Big-box stores are suffering most from "showrooming," a new study finds.
Research from Harris Interactive revealed that Best Buy, Walmart and Target are the most likely brick-and- mortar stores to have shoppers test out a product in-store, only to purchase it online, also known as showrooming. Overall, 40 percent of shoppers said they have showroomed previously.
The study found that Amazon continues to be showroomers' destination of choice, with nearly 60 percent using the online retail giant most often to make their showrooming purchases.
"You've got to hand it to Amazon: they are truly a retail darling that knows how to deliver on customer expectations," said Mike de Vere, president of the Harris Poll. "These results further stress the company's clout, by displaying its ability to pluck customers right from their competitors' stores."
The research shows there are steps brick-and-mortar stores can take to persuade customers to buy in-store.
Nearly 60 percent of the showroomers surveyed will be more likely to make purchases in brick-and-mortar stores that have implemented permanent price-matching policies in order to compete with online retailers, while half have placed orders online that they were then able to pick up in an actual store.

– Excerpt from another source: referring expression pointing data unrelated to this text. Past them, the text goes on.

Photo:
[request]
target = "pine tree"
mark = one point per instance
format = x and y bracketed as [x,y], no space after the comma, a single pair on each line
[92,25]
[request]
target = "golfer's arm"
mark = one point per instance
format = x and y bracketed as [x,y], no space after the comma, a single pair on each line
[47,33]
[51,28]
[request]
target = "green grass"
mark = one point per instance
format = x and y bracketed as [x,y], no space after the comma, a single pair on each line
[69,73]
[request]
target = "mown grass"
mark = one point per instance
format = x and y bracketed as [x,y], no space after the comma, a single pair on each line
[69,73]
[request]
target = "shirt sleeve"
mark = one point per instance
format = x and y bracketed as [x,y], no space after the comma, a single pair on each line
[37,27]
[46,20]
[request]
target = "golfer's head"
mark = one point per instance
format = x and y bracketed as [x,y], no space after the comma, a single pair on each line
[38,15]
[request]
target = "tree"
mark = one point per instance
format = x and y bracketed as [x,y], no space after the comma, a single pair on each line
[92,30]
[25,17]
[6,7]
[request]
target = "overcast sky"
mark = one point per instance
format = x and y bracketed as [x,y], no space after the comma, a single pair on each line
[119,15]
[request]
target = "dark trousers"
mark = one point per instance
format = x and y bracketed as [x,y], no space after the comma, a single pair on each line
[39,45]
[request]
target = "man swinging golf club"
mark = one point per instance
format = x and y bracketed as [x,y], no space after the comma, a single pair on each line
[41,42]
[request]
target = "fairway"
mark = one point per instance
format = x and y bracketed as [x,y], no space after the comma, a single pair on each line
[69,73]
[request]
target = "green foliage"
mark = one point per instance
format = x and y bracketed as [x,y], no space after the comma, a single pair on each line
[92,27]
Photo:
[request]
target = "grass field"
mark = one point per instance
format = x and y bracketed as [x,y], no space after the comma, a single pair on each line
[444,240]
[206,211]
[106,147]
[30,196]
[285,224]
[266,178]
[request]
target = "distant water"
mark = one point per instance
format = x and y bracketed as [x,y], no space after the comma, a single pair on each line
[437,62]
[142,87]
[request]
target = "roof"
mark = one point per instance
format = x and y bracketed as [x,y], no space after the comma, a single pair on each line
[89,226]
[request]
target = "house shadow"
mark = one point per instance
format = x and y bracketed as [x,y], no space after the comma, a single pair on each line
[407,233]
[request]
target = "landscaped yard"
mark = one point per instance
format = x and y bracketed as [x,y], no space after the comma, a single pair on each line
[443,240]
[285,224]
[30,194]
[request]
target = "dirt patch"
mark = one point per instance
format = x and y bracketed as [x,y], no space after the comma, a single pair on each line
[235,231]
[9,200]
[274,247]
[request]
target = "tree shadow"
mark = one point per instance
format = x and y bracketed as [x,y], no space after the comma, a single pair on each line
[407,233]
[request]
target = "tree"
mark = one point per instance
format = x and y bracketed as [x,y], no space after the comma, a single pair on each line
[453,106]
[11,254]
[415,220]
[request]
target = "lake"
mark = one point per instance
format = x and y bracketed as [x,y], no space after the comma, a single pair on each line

The study discovered that more than 8 in 10 Americans consider the following factors to be important when deciding to purchase in a store rather than online:
- Being able to take the item home immediately.
- Taking advantage of sales in store versus prices online.
- Not having to deal with the hassles of returning online, such as paying for shipping and/or having to pack item.
- Ability to touch and feel item.
The study was based on surveys of more than 2,100 U.S. shoppers.